Thanks to the risk analysis, Abris now knows which ESG areas entail the greatest risk for the whole fund. The ESG Team can prepare actions supporting all companies in minimising the specific risk.
Such risks include, for example, machinery safety compliance. The ESG Team organized a training course on this issue for companies and recommended an audit in each production company, plus the adaptation of machinery to the minimum safety requirements.
Corruption was another ESG risk, and so the ESG Team put together an anticorruption and whistleblowing programme in each company. In one of the companies, high risk of violation of human rights was identified, which led to an action plan being put in place.
What were the outcomes of this initiative for the investment and how have you measured its success? What have you learned from this approach that can be applied more broadly?
ESG is not well understood within companies in Central Europe and is not linked to building company value.
The Agile and Comprehensive ESG Management System, through the breadth and precision of the analysis, and the required involvement of senior and middle management in portfolio companies, plays an educational role, building awareness about ESG threats and opportunities.
Thanks to Abris’s risk analysis method, and visualisation of results, it’s possible to identify which ESG risk may have the greatest impact on the company’s EBITDA. Linking ESG with EBITDA allows Abris to estimate the financial impact of ESG both for the Deal Team and for the company managers. In addition, adding historical data has already made it possible to prepare a comparative analysis. The approach is repeated regularly every year, and with each new investment.

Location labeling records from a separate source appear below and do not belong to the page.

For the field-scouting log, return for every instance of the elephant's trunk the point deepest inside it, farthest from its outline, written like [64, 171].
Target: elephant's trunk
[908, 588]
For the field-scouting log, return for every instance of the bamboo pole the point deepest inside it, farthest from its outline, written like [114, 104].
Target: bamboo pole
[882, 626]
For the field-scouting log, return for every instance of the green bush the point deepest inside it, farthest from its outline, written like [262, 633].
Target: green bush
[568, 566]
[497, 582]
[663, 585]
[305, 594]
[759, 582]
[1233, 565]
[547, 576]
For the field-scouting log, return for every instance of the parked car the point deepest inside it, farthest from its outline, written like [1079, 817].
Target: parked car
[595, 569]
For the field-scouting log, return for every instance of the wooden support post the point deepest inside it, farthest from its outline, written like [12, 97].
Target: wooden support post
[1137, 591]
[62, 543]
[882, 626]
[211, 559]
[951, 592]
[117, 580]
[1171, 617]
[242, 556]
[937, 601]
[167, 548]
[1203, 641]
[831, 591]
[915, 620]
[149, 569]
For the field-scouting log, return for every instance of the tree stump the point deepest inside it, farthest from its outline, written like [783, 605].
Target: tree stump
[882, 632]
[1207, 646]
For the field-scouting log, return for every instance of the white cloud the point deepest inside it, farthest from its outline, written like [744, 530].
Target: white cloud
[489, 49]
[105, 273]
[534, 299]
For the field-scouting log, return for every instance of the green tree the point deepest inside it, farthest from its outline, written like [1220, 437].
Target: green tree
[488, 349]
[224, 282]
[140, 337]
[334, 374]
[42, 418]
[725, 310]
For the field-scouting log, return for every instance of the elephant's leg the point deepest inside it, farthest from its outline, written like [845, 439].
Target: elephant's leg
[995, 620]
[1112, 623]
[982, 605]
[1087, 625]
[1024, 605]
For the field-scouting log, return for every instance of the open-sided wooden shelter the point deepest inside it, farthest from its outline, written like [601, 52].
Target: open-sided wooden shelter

Abris measures its success in the following ways:
- Mitigation of ESG risks: both the financial impact of the risks and the reduction in the probability of them occurring.
- Increasing the level of the companies’ management of individual ESG areas, divided into 10 sections and more than 40 specific subsections.
- Improvement of the adopted KPIs thanks to ESG initiatives.
- The level of execution of annual ESG plans of companies.
- The level of execution of ESG exit plans.
One of the key lessons learned, which Abris has also addressed in its approach, was finding a method which would make it possible to implement such an extensive analysis with limited time commitment from the Deal Team and company managers.
To solve this, we incorporated the analysis into a user-friendly IT tool, making it possible to speed up the diagnosis, quickly draw conclusions and make decisions based on the data, and easily monitor progress.
The challenge in ESG projects is to link ESG factors with financial indicators (including CAPEX) in order to manage the investment even better. In the future, we plan to link selected ESG indicators with the line items in the financial statements, making it possible to assess the risks in even more detail and estimate the investment value more accurately.